CANDID

Author:

Bisht Prithvi1,Madhusudan P.2,Venkatakrishnan V. N.1

Affiliation:

1. University of Illinois, Chicago

2. University of Illinois, Urbana-Champaign

Abstract

SQL injection attacks are one of the top-most threats for applications written for the Web. These attacks are launched through specially crafted user inputs, on Web applications that use low-level string operations to construct SQL queries. In this work, we exhibit a novel and powerful scheme for automatically transforming Web applications to render them safe against all SQL injection attacks.

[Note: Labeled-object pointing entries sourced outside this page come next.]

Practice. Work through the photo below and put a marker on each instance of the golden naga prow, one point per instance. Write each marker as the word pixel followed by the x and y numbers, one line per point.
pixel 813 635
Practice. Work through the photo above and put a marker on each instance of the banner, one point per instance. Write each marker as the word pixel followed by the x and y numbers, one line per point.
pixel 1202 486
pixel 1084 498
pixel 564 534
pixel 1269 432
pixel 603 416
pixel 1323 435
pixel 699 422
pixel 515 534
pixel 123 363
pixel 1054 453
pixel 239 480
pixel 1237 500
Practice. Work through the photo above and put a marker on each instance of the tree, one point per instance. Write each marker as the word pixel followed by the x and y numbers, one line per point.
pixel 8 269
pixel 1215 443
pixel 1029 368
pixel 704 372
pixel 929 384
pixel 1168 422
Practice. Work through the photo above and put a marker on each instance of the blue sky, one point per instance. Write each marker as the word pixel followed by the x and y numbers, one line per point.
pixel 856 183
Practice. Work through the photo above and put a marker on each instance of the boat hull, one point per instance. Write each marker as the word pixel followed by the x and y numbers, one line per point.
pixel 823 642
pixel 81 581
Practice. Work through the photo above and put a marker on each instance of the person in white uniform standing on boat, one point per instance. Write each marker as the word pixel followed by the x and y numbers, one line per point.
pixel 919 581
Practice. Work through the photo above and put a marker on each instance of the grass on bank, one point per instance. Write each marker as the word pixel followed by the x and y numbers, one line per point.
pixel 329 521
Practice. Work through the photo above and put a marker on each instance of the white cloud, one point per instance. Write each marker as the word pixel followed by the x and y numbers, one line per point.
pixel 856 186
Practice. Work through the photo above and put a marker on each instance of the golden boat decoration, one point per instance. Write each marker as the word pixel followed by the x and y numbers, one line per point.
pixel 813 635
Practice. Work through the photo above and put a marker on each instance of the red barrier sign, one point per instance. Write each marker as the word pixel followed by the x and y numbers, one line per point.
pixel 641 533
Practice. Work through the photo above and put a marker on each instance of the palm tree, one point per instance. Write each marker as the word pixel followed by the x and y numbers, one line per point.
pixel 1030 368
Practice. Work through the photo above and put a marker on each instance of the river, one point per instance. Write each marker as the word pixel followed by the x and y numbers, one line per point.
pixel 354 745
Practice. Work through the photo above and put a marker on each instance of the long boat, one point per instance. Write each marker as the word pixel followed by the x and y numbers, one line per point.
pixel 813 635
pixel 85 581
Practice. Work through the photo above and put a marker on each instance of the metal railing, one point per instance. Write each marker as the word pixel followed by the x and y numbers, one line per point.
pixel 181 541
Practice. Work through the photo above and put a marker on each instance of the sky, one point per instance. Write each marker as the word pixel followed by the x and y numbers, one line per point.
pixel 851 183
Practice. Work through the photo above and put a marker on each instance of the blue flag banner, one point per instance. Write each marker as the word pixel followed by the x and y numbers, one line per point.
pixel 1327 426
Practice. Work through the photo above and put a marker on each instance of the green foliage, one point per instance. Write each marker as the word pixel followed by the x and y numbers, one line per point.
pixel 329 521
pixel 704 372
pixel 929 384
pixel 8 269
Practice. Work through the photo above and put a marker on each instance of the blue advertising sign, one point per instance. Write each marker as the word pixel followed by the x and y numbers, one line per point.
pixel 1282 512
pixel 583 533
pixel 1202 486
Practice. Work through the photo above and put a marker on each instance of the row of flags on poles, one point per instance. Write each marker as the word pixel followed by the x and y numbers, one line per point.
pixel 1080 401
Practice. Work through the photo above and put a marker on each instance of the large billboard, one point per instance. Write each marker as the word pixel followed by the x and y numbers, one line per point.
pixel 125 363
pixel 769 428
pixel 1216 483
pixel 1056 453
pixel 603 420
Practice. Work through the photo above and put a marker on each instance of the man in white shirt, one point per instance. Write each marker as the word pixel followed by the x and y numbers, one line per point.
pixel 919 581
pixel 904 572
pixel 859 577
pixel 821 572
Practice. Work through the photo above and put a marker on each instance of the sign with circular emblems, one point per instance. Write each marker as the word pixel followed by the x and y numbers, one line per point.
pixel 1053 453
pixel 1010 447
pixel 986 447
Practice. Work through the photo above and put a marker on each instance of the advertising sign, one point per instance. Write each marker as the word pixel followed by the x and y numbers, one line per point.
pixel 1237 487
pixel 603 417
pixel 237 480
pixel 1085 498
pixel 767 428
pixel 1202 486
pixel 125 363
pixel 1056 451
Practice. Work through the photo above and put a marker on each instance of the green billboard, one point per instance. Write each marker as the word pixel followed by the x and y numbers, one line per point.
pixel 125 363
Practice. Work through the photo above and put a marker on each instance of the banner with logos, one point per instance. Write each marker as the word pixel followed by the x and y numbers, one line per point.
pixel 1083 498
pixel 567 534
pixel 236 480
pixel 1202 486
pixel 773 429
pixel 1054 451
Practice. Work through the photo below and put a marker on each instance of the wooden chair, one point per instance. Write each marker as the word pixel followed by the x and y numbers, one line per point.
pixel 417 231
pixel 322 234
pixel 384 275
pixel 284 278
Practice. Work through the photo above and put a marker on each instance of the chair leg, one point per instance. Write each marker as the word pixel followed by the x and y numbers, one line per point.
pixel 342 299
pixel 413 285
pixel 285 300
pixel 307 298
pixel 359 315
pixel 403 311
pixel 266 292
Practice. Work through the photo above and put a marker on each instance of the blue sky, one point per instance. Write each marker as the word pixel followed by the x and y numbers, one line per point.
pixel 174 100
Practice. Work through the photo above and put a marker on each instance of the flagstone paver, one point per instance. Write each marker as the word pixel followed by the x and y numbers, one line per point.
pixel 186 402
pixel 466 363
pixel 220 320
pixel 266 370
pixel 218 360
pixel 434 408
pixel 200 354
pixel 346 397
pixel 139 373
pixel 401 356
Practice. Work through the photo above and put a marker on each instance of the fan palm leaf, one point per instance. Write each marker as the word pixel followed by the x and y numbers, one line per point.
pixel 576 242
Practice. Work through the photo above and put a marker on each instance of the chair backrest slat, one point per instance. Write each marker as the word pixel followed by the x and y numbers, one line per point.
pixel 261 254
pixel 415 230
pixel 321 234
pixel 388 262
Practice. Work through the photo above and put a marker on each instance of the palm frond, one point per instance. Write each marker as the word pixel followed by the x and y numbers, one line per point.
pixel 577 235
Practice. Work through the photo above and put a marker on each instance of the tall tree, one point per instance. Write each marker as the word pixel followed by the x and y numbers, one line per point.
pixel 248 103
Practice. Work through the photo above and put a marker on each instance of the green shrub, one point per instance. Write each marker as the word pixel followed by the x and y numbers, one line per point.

A characteristic diagnostic feature of SQL injection attacks is that they change the intended structure of queries issued. Our technique for detecting SQL injection is to dynamically mine the programmer-intended query structure on any input, and detect attacks by comparing it against the structure of the actual query issued. We propose a simple and novel mechanism, called Candid, for mining programmer intended queries by dynamically evaluating runs over benign candidate inputs. This mechanism is theoretically well founded and is based on inferring intended queries by considering the symbolic query computed on a program run. Our approach has been implemented in a tool called Candid that retrofits Web applications written in Java to defend them against SQL injection attacks. We have also implemented Candid by modifying a Java Virtual Machine, which safeguards applications without requiring retrofitting. We report extensive experimental results that show that our approach performs remarkably well in practice.

Funder

Division of Computer and Network Systems

Division of Computing and Communication Foundations

Publisher

Association for Computing Machinery (ACM)

Subject

Safety, Risk, Reliability and Quality,General Computer Science

Reference32 articles.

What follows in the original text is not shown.